Kenia in Somalië, terreur in Kenia
Kenia in Somalië, terreur in Kenia

Quinten Lataire

13 april 2015

De bloedige aanslag op de universiteit in Garissa, Kenia, is de jongste van een serie aanslagen in het Oost-Afrikaanse land door de Somalische terreurorganisatie Al-Shabaab. De voorbije twee jaar alleen zouden daarbij meer dan 400 doden gevallen zijn. Met de militaire interventie in Somalië heeft Kenia het Somalische conflict als het paard van Troje terug in het eigen ongeordende huis binnengehaald, stelt Quinten Lataire die voor de EU in Kenia werkte.

In oktober 2011 viel het Keniaanse leger het zuiden van Somalië binnen. De bedoeling was om de zuidelijke havenstad Kismayo te veroveren op Al-Shabaab en de terreurorganisatie uit het zuiden van Somalië weg te dringen.

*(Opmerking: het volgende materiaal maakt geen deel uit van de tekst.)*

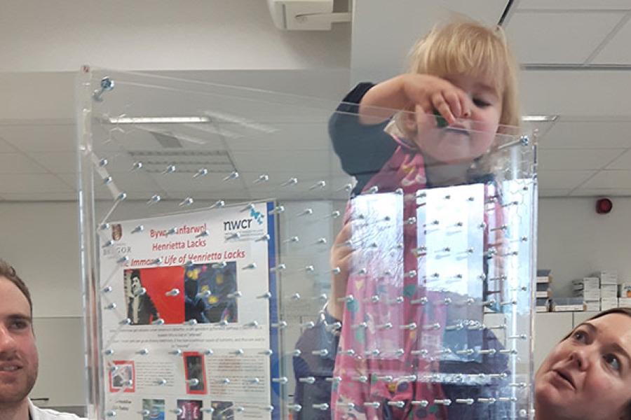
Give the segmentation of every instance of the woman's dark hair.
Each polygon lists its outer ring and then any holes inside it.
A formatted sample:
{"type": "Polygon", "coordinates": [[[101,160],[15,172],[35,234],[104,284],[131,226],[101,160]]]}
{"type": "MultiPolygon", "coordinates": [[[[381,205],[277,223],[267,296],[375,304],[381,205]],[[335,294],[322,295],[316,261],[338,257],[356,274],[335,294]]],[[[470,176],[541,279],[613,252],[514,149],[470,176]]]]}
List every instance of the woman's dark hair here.
{"type": "Polygon", "coordinates": [[[4,277],[20,289],[22,294],[24,295],[25,298],[27,298],[27,300],[29,301],[29,307],[31,309],[31,314],[32,315],[33,302],[31,301],[31,293],[29,292],[29,288],[27,288],[25,282],[22,281],[22,279],[20,278],[18,273],[15,272],[15,269],[2,258],[0,258],[0,277],[4,277]]]}
{"type": "MultiPolygon", "coordinates": [[[[623,307],[620,308],[612,308],[611,309],[607,309],[606,311],[603,311],[602,312],[599,312],[596,314],[587,321],[592,321],[592,319],[596,319],[597,318],[602,318],[606,315],[611,315],[611,314],[620,314],[622,315],[626,315],[627,316],[631,317],[631,307],[623,307]]],[[[572,335],[576,328],[574,328],[571,331],[570,331],[569,334],[563,337],[563,340],[561,341],[565,341],[572,335]]],[[[626,417],[625,419],[631,419],[631,401],[629,402],[629,404],[627,405],[627,410],[625,411],[625,414],[626,417]]]]}
{"type": "MultiPolygon", "coordinates": [[[[592,320],[596,319],[597,318],[602,318],[602,317],[604,316],[605,315],[611,315],[611,314],[621,314],[623,315],[626,315],[627,316],[631,317],[631,307],[623,307],[620,308],[611,308],[611,309],[607,309],[606,311],[603,311],[602,312],[599,312],[599,313],[596,314],[595,315],[594,315],[593,316],[592,316],[587,321],[592,321],[592,320]]],[[[587,321],[585,322],[587,322],[587,321]]],[[[561,341],[563,342],[563,341],[566,340],[568,338],[569,338],[570,336],[572,335],[572,332],[574,332],[574,330],[576,330],[576,328],[572,329],[572,330],[570,331],[567,335],[564,337],[561,341]]]]}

Op die manier hoopte de Keniaanse regering om ook een bufferzone te creëren die voor meer stabiliteit in het grensgebied met Somalië zou zorgen. Via het heffen van taksen op goederen zoals houtskool, die via de haven van Kismayo verscheept werden naar verschillende werelddelen, kon Al-Shabaab immers een deel van zijn activiteiten financieren.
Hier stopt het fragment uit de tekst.